2 Devs from Down Under Podcast

Andrew Scott

unread,
Sep 8, 2011, 2:21:31 AM9/8/11
to cfau...@googlegroups.com
Steve, I have to agree with where you are coming from. When you compare physical to virtual, it does seem very expensive to run.

But I also understand the benefits that Virtual gives you as well, and I am with you in that I am not sure that for small and I refer to you as small in the space of it all, could justify the cost of Cloud Computing.


-- 
Regards,
Andrew Scott
WebSite: http://www.andyscott.id.au/

Josh Wines

unread,
Sep 8, 2011, 2:28:13 AM9/8/11
to cfau...@googlegroups.com
Don't forget to also look into Amazon's 'Reserved Instance' pricing as that is a much more cost effective solution when running instances, especially 24/7.

Paul Kukiel

unread,
Sep 8, 2011, 2:32:51 AM9/8/11
to cfau...@googlegroups.com
Sure but its not just simply setup and your database is persistent you need to offload to EBS at intervals or snap shot the instance.  Where as rackspace is more like a typical VPS/colo machine just in an elastic environment.

I'm just saying this is something to consider when making the move

Paul

--
You received this message because you are subscribed to the Google Groups "cfaussie" group.
To post to this group, send email to cfau...@googlegroups.com.
To unsubscribe from this group, send email to cfaussie+u...@googlegroups.com.
For more options, visit this group at http://groups.google.com/group/cfaussie?hl=en.



--
Paul Kukiel

Mark Mandel

unread,
Sep 8, 2011, 2:32:56 AM9/8/11
to cfau...@googlegroups.com
Yeah, to replace an entire hosting setup, it may not be cost effective.

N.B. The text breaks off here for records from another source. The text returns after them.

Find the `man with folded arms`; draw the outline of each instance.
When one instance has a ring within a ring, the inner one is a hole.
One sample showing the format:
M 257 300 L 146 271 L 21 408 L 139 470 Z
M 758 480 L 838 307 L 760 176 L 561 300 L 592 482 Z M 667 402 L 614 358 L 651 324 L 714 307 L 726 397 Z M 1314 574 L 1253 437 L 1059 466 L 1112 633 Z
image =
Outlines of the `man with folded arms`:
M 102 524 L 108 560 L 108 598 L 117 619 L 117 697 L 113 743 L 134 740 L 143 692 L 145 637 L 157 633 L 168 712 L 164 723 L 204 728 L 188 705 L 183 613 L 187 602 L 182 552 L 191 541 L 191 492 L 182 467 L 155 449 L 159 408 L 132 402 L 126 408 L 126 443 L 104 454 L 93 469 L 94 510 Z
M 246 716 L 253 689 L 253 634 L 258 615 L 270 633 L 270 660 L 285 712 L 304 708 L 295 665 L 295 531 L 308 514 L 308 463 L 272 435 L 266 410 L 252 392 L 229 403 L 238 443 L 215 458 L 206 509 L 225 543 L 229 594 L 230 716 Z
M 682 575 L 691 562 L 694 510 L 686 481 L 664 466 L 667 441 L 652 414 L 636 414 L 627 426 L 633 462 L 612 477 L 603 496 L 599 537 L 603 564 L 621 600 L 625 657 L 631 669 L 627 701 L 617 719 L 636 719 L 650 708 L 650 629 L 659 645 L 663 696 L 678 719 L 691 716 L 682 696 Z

But for specific applications, it can make a lot of sense when you look at the wider functionality available.

If you are looking at massive dips and spikes in traffic - you can't go past being about to expand and collapse in the cloud (Elastic Load Balancer).
If you are going to do massive asynchronous batch processing of data off and on - spot instances make a lot of sense here.
You need a CDN - cloudfront makes a lot of sense, building your own would suck
Massive MySQL replication - RDS can make a lot of sense (although their performance on mySQL isn't crash hot in my experience).
If you want to split up your application into lots of micro boxes that each have their own tasks - SQS and Micro Instances, are awesome. (Trickier to do this on traditional architectures).

The list goes on.

It's pretty neat set of tools, but if you were to look at it as a straight 'I have a server here, vs I have a server somewhere in the sky', it doesn't necessarily match up.

Mark

Mark Mandel

unread,
Sep 8, 2011, 2:37:39 AM9/8/11
to cfau...@googlegroups.com
Well, you can use RDS or Oracle offerings.

But if you have an EBS based AMI, what is the issue there? It's persistent between restarts in my experience (I tend to only host websites on them, not DBs)

I rebooted our stage server yesterday, and it came back just fine with everything on it.

So....? Colour me confused?

Mark

Paul Kukiel

unread,
Sep 8, 2011, 2:53:20 AM9/8/11
to cfau...@googlegroups.com
No Issue its just different.  Ie you can just install SQL server, put data in the database, shut down the instance fire it back up again the next day and expect the data to be there.

At rackspace it does work like this however.

Paul.

Sean Corfield

unread,
Sep 8, 2011, 2:54:19 AM9/8/11
to cfau...@googlegroups.com
On Wed, Sep 7, 2011 at 6:10 PM, Steve Onnis <st...@cfcentral.com.au> wrote:
> I am running windows servers and based on the calculator at
> http://calculator.s3.amazonaws.com/calc5.html is will cost between
> $450 and $500 per month per instance to host, plus an extra $50ish for
> data.

Could you provide a bit more detail on how you arrived at those numbers?

I suspect you're assuming a much larger instance than you really need.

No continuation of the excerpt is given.